A proposed class action claims that Northeastern University and the committee that manages the school’s employee retirement plan have breached their fiduciary duties by failing to select “prudent” investment options and ensure that recordkeeping fees remain “reasonable.”
The 36-page lawsuit alleges the Suffolk County, Massachusetts university, despite its responsibility as the plan sponsor to act as a prudent fiduciary, “utterly failed to employ a prudent process for managing the Plan.”
Per the suit, participants in Northeastern’s employee retirement plan, which reportedly had $1.9 billion in assets by the end of 2020, have lost millions in retirement savings as a result of the defendants’ selection of imprudent investment options and failure to ensure that the plan’s recordkeeping fees were kept reasonably low.
According to the case, the size of Northeastern’s employee retirement plan, which ranks among the top 0.1 percent of all direct contribution plans, should have given the defendants “outsized bargaining power” in the market for recordkeeping services and allowed the university to ensure that recordkeeping fees were kept low. The suit alleges, however, that plan participants were likely subjected to “dramatically high” recordkeeping costs that were much higher than those paid by similar plans.
The case goes on to claim that the defendants imprudently limited the plan’s investment menu to “low-performing, high-cost investment options,” including the “consistently underperforming” CREF stock account and “costly” Teachers Insurance and Annuity Association (TIAA) real estate account.
Per the suit, many of the plan’s investment options were “significantly more expensive” and performed worse than comparable funds chosen by plans of a similar size or other versions of options that were already in the plan. Moreover, the lawsuit claims that some of the plan’s investments were flagged as imprudent in Employee Retirement Income Security Act (ERISA) litigation that the defendants “could and should have been aware” of.

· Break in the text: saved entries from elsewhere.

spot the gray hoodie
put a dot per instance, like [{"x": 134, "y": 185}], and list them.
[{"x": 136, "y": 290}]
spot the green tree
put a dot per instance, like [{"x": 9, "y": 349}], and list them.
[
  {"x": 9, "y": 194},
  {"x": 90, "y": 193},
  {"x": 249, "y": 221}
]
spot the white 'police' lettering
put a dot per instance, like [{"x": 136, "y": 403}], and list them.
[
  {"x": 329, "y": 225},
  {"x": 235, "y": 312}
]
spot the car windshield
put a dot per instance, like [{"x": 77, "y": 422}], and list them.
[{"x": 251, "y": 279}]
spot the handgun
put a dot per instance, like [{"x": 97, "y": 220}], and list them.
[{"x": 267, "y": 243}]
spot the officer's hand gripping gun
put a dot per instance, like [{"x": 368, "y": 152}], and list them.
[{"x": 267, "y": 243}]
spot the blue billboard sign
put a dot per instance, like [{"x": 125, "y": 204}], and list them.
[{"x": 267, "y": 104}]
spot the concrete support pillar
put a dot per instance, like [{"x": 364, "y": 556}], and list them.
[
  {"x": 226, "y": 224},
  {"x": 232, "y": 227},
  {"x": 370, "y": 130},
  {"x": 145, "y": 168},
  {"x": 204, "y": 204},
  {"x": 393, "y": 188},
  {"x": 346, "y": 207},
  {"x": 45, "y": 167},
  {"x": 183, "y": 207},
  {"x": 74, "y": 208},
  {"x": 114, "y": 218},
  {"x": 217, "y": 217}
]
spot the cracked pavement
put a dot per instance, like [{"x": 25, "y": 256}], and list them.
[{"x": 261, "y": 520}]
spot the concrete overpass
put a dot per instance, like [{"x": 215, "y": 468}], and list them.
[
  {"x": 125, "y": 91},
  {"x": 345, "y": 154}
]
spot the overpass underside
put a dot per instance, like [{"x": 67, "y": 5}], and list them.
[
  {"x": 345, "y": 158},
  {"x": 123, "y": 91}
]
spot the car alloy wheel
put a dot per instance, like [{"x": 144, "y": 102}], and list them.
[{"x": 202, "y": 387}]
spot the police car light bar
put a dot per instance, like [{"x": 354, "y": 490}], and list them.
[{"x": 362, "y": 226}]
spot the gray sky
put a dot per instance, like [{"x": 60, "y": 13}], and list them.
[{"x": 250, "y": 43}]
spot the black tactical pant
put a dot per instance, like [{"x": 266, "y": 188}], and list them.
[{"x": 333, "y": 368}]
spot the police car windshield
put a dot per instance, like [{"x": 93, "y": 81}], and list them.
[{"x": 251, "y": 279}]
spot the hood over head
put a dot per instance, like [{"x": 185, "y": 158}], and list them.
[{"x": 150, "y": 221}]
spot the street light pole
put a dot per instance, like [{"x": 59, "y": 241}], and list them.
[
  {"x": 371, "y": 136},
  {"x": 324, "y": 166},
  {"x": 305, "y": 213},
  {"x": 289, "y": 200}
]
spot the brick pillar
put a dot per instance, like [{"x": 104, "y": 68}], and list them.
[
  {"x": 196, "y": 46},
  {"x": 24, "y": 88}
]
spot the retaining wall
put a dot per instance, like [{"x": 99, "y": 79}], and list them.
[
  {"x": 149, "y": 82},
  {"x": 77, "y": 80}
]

The suit alleges Northeastern nevertheless failed to remove these imprudent options from the plan’s investment menu despite its obligation to prudently monitor the investment options available to plan participants.
The lawsuit further claims that Northeastern ignored “red flags” specific to TIAA and Fidelity Management Trust Company, the plan’s custodians. Per the suit, TIAA’s offerings have been questioned in litigation filed by participants in many university-sponsored retirement plans, and a TIAA subsidiary was the subject of a joint investigation by the U.S. Securities and Exchange Commission and New York attorney general regarding allegations that it essentially “scare[d]” retirement plan participants into purchasing unnecessary services.
“In the face of all of this, Defendants did—nothing,” the complaint scathes. “TIAA was and remains one of the Plan’s custodians—enjoying access to information about the Plan’s thousands of participants.”
The lawsuit alleges the red flags with regard to Fidelity were “less headline-grabbing” but also harmful to plan participants. The case notes that Fidelity’s offerings and recordkeeping services have been challenged in litigation filed by participants in “numerous plans.” Nevertheless, the defendants failed to scrutinize the Fidelity offerings in the plan and ensure that participants were not paying needlessly excessive expense ratios, the suit claims.
The lawsuit looks to represent anyone who was a participant in or beneficiary of the Northeastern employee retirement plan at any time between June 30, 2016 and the date of judgment in the case.